Eight months of building production agents has taught me several things I wish I knew at the start:
Start with the tools, not the agent. Define and test your tools independently before connecting them to an agent loop. A tool that returns inconsistent results will make your agent inconsistent regardless of how good your loop is.
Use the cheapest model that works. I started with frontier models for everything and burned through budget. Most agent tasks — planning, tool selection, output formatting — work fine with smaller models. Save the expensive models for the final synthesis step.
Log everything. Every LLM call, every tool execution, every token count, every latency measurement. You will need this data to debug issues, optimize costs, and evaluate quality. Build comprehensive logging from day one.

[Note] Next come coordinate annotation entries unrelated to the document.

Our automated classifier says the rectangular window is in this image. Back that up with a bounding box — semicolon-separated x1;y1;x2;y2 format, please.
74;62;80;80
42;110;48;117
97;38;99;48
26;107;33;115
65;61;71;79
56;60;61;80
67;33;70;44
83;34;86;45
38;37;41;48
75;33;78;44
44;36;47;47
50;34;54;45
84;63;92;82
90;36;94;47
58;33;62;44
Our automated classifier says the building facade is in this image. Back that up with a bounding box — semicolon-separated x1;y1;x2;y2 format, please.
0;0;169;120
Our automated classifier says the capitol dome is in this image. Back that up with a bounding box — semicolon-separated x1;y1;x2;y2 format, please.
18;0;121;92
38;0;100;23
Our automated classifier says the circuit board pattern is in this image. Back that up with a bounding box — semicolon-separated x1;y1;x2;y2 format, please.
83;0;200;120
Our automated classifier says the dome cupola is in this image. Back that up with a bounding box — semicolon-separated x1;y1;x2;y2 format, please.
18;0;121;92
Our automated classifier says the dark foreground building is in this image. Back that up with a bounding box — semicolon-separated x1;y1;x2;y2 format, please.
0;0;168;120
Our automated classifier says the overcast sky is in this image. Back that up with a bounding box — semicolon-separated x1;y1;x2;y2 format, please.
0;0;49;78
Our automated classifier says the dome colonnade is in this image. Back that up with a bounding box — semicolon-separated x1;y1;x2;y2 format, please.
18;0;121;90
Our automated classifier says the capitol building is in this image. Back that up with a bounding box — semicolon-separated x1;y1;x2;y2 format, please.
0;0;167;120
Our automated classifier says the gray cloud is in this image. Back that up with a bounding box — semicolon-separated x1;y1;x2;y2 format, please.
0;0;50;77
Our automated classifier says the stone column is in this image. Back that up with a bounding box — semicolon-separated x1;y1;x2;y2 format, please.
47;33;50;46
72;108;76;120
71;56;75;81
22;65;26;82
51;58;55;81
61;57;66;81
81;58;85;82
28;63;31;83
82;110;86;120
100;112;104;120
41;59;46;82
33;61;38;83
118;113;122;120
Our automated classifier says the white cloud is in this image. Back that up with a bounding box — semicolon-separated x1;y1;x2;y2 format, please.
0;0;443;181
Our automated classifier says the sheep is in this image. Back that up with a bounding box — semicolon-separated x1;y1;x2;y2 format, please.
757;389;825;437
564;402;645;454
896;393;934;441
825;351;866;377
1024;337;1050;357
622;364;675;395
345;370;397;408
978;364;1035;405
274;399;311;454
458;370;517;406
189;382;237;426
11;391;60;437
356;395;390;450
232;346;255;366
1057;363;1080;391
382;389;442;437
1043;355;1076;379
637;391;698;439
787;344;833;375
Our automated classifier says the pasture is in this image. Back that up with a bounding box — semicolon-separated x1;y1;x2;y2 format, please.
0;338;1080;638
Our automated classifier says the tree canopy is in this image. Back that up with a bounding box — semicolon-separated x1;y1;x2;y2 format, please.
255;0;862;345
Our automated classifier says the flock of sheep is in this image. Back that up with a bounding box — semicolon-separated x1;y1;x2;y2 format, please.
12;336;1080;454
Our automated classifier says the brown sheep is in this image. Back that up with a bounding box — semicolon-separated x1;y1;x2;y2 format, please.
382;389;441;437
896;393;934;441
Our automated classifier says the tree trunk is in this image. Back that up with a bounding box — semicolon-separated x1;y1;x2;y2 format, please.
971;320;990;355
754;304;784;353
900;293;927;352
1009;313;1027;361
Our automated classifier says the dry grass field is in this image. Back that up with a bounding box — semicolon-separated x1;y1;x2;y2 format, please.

Invest in guardrails early. The first time your agent does something unexpected in production, you will wish you had spent the extra week on safety checks. And "unexpected" is not a hypothetical — it is a certainty.
Talk to users before building. The agent I built in my head was much more complex than what users actually needed. Start with the simplest possible agent that does one thing well, then expand based on actual user feedback.
We are in the very early innings of AI agents. The models are getting better, the tools are getting standardized, and the patterns are solidifying. Here is what I expect in the next year:
Tool calling will become a first-class primitive. Today, tools are bolted onto chat APIs. Soon, they will be a core part of how we interact with models. Anthropic's MCP (Model Context Protocol) is leading this — it standardizes how agents discover and use tools, and it will be the USB of AI agents.
Agents will compose with other agents. The multi-agent pattern I described will become the default, with standardized protocols for inter-agent communication. Your agent will be able to call my agent as a tool, and vice versa.
Evaluation will mature. We will have better benchmarks, better metrics, and better tooling for evaluating agent quality. The current state — manual testing and vibes-based assessment — is not sustainable.
Cost will drop dramatically. Model costs have fallen 10x in the past 18 months and will continue falling. Tasks that are uneconomical today will be dirt cheap by 2027. Build the architecture now, even if the unit economics are tight.
The teams that are building agent infrastructure today — the tool systems, the memory layers, the evaluation pipelines, the guardrails — will have a massive advantage when the cost curve makes agents economically viable for every use case. The foundation you lay now is the product you ship later.
Build carefully. Test relentlessly. Ship with guardrails. And remember: the goal is not to build the most sophisticated agent. The goal is to build the agent that most reliably helps your users accomplish their goals. Reliability beats sophistication, every single time.